Hong Kong has the tools to be a leading knowledge economy

 In Economic Development & Economy

Alan Lung says Hong Kong has all the necessary tools to become a leading 21st-century knowledge economy. All that’s lacking is the imagination to strike out, and the realisation that it’s possible.


While there is a general consensus that Hong Kong needs to diversify from its heavy reliance on financial services and property, more discussion is needed on how to move forward. Certainly, there is no lack of entrepreneurism here.


Hong Kong has to look more closely at its long-term economic survival. The task is not straightforward. The city cannot rely on policies handed down from Beijing; they may not work in our free market economy. And, now the British are gone, it is not politically correct to copy the UK model, either.


To come up with our own answers, we need a good understanding of the economic transformation of the OECD countries. Then, we need to devise a strategy, and find support from the public and Legislative Council to make things happen.


The Organisation for Economic Co-operation and Development acknowledges the link between a knowledge-based economy and the creation of high-wage and high-quality jobs. This knowledge-based development strategy, however, seems to lie in the “I don’t know that I know” portion of Hong Kong’s collective intelligence. Hong Kong doesn’t seem to recognise its own potential and has so far failed to find a strategy for economic diversification and the creation of high-end jobs expected by the younger generation.


Hong Kong has always been about free trade, a good legal system, and a strong belief in the free market principle. We have thrived on new ways of thinking and doing things. We have all the basic conditions needed to make things happen, yet we don’t recognise that we are already a developed economy, and that the game-changing opportunity must be based on innovation, not suspicion of the unknown, indecision and inactivity.


A knowledge-based economy is not just about research and development, and the pursuit of knowledge in universities. It is also about making money.


Policymakers should note that South Korea has formally abandoned the “catch-up” mentality and is thinking of itself as a global leader of development. To achieve this, Seoul has decided it should not rely on the chaebols, the large family-owned conglomerates, for further economic development. Instead, it is trying to strengthen the innovative capacity of its small and medium-sized enterprises.


Hong Kong started as a trading port and later became Asia’s financial centre.

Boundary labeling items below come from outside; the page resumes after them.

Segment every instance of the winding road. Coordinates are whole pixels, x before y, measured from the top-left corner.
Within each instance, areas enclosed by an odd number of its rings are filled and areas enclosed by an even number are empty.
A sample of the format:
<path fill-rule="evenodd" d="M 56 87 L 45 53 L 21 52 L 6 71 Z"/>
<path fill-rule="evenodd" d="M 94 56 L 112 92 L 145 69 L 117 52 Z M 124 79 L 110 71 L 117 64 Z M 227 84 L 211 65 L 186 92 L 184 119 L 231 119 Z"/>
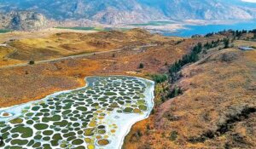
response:
<path fill-rule="evenodd" d="M 143 45 L 143 46 L 139 46 L 139 49 L 154 47 L 154 46 L 157 46 L 157 44 Z M 95 52 L 95 53 L 90 53 L 90 54 L 71 55 L 71 56 L 61 57 L 61 58 L 56 58 L 56 59 L 43 60 L 35 61 L 35 65 L 42 64 L 42 63 L 53 62 L 53 61 L 58 61 L 58 60 L 67 60 L 67 59 L 81 58 L 81 57 L 90 56 L 90 55 L 98 54 L 107 54 L 107 53 L 112 53 L 112 52 L 119 52 L 119 51 L 121 51 L 125 49 L 125 48 L 111 49 L 111 50 L 108 50 L 108 51 L 101 51 L 101 52 Z M 135 48 L 134 49 L 137 49 L 138 48 Z M 20 64 L 15 64 L 15 65 L 11 65 L 11 66 L 0 66 L 0 69 L 15 68 L 15 67 L 26 66 L 30 66 L 30 64 L 28 64 L 28 63 L 20 63 Z"/>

It is probably more international than Korea and we should remember that generating economic growth through knowledge- intensive businesses is what Silicon Valley is about. The shining Asian example of this mode of development is Taiwan. This strategy of trying to put innovative SMEs at the centre of the “new economy” has been adopted by many OECD countries.


Hong Kong’s Economic Development Commission, established recently by the government, will probably come up with a new policy to support SMEs. But a strategy of picking and predicting winners and supporting certain industrial sectors at the expense of others is not feasible. The key to success has to be across-the-board support for knowledge-intensive SMEs, including those in the service sector, given that they are the source of many innovative ideas and development capacity for other sectors of the economy.


The fundamental conditions to build a knowledge-based economy are already here. We don’t need a miracle to make things happen; some clear-headed thinking and small policy adjustments will do the job.


Hong Kong prides itself on being a rules-based society that provides a level playing field. Investing more in education, in science and technology, an innovation ecosystem, and support for young entrepreneurs are all part of an intellectually sound and politically defensible economic development strategy.


We would be wise not to try to duplicate what the mainland and the rest of the world are already doing. Rather, we should focus on our niche – international connections, the last 10 per cent of research and development, commercialisation and the Closer Economic Partnership Arrangement (Cepa) with mainland China. We can offer a platform for the mainland to “go out” and international enterprises to “go in”, provide the service capacity for Chinese enterprises and focus on commercialisation. These are all sound strategies.


This month marks the 10th anniversary of the signing of Cepa, an appropriate moment to consider an upgraded strategy. A renewed focus on innovation and technology co-operation between the mainland, Hong Kong and Europe will benefit all. Hong Kong needs to: develop and utilise the skills required to strengthen its SMEs’ capacity to innovate; realign and co-ordinate R&D spending; think internationally; and, see itself as a leader not a follower in regional development.


The government must be prepared to lead, soliciting support from the business community, the public and lawmakers, with a focus on implementation, accountability and good governance. This will ensure economic development brings benefits to the younger generation sooner rather than later.



Alan Lung Ka Lun (龍家麟)

Director of Asia Pacific Intellectual Capital Centre and Chairman of Hong Kong Democratic Foundation (亞太知識資本中心董事及香港民主促進會主席)

24 June 2013



The above article was published in South China Morning Post’s INSIGHT Page on 24 June 2013.